Socialist Workers Party (United States)
The Socialist Workers Party (SWP) is a Trotskyist communist party in the United States. The SWP began as a group that was expelled from the Communist Party USA for supporting Leon Trotsky over Soviet leader Joseph Stalin.
Socialist Workers Party
January 1938
306 W. 37th Street, 13th floor
New York City, New York 10018
Fourth International (until 1990)
Pathfinder tendency (from 1990)
Until the collapse of the Soviet Union, the SWP was the largest Trotskyist organization in the United States. During the 1960s and 1970s, the SWP and its youth wing, the Young Socialist Alliance, were the third-largest socialist organizations, after the CPUSA and Students for a Democratic Society. The SWP suffered many splits and its membership declined. The modern SWP is smaller than its progeny, such as the Trotskyist Socialist Alternative and the Marxist-Leninist Party for Socialism and Liberation.
The SWP places a priority on "solidarity work" to aid strikes and is strongly supportive of Cuba. It publishes The Militant, a weekly newspaper, and maintains Pathfinder Press.
International affiliation[edit]
Due to legal constraints, the SWP ended its formal affiliation with the Fourth International in the 1940s. It remained in close political solidarity with the Fourth International.

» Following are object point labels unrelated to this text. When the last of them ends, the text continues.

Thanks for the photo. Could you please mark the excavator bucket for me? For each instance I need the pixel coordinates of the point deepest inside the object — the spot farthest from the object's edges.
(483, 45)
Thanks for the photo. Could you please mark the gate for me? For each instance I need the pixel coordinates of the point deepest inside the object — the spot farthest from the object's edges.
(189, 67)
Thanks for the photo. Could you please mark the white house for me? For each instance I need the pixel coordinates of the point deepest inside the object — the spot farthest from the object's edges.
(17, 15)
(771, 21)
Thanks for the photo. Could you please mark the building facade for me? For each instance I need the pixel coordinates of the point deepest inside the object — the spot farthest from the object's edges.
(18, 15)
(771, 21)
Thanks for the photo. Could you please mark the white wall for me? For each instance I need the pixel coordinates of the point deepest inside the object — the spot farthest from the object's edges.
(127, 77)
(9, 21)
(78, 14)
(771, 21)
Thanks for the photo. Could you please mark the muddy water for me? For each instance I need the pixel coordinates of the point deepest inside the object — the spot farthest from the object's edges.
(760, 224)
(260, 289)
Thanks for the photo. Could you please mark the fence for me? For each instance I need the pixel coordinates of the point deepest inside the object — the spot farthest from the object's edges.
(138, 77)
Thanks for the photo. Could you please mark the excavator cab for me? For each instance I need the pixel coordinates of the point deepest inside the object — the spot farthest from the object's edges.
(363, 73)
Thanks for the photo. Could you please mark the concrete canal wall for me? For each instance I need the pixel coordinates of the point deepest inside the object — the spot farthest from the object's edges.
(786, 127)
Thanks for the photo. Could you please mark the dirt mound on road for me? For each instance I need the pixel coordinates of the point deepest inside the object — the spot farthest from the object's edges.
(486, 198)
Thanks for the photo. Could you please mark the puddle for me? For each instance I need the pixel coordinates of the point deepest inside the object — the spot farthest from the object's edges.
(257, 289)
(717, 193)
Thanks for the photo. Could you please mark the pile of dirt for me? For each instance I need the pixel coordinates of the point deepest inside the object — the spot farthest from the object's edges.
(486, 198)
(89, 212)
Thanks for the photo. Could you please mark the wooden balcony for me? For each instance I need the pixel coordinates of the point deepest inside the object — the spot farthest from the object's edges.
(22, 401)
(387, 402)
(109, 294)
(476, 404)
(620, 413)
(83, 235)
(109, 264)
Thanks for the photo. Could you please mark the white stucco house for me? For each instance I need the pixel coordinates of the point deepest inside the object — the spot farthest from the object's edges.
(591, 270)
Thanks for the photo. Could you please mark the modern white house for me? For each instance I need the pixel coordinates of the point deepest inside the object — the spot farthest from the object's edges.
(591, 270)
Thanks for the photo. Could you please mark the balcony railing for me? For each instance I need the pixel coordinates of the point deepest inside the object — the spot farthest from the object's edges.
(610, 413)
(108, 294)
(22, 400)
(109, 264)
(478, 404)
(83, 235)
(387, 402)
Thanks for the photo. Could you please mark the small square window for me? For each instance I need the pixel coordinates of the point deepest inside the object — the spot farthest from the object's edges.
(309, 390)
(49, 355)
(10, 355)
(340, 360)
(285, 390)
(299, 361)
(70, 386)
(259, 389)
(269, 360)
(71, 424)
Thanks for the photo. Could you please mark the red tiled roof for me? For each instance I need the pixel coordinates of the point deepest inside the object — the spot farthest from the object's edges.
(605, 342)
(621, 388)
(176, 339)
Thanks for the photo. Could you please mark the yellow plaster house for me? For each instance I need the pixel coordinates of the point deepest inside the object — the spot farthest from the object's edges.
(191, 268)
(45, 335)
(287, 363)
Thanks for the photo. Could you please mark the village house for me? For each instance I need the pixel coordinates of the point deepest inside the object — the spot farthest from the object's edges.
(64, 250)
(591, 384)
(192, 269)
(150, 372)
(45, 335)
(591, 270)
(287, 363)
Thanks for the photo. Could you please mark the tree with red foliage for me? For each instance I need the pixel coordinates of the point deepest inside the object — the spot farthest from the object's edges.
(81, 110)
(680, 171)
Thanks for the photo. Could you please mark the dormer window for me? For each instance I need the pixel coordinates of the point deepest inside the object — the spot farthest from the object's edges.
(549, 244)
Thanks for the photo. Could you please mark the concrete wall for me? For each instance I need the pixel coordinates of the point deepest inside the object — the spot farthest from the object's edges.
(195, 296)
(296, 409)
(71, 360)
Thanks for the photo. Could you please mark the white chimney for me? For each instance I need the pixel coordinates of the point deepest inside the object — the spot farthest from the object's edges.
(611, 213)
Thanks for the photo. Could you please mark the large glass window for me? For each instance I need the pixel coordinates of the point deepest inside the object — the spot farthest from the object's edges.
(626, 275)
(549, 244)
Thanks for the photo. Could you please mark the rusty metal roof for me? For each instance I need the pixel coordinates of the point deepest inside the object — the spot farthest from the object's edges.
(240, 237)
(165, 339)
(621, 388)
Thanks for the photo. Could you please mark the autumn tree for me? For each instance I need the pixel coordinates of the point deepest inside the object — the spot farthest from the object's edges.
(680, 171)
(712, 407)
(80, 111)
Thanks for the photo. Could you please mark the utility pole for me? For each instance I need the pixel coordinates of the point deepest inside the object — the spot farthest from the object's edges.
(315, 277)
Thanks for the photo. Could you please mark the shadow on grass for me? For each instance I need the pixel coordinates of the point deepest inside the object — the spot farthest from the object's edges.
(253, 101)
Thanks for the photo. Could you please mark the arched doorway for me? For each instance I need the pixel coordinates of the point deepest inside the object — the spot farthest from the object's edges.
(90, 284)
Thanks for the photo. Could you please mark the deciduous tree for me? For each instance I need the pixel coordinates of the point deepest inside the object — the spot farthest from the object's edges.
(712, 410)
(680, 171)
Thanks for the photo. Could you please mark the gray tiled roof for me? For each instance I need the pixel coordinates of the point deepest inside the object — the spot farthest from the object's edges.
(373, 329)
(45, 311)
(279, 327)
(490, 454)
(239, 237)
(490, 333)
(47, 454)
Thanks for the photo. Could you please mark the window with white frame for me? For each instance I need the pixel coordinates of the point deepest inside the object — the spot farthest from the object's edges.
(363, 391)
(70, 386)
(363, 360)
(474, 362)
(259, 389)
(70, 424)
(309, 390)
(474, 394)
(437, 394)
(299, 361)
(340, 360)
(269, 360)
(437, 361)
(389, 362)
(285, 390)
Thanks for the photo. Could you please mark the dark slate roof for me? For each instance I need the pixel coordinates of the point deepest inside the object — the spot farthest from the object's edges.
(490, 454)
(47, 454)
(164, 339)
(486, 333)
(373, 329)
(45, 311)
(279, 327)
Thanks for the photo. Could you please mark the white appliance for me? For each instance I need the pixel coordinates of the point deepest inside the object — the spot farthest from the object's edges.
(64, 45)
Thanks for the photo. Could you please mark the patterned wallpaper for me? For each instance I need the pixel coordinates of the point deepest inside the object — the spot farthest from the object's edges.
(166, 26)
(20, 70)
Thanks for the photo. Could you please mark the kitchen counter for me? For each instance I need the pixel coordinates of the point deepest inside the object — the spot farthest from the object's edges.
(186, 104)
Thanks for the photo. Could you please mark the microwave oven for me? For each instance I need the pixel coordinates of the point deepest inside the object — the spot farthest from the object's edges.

The SWP broke formally with the Fourth International in 1990, though it had been increasingly inactive in the Trotskyist movement since Barnes's 1982 speech "Their Trotsky and Ours", which some view as signaling a break with Trotskyism. The SWP action followed the 1985 World Congress and the SWP closed Intercontinental Press in 1986. The SWP's international formation is sometimes called the Pathfinder tendency because they each operate a Pathfinder Bookstore that sells the publications of the SWP's publishing arm, Pathfinder Press.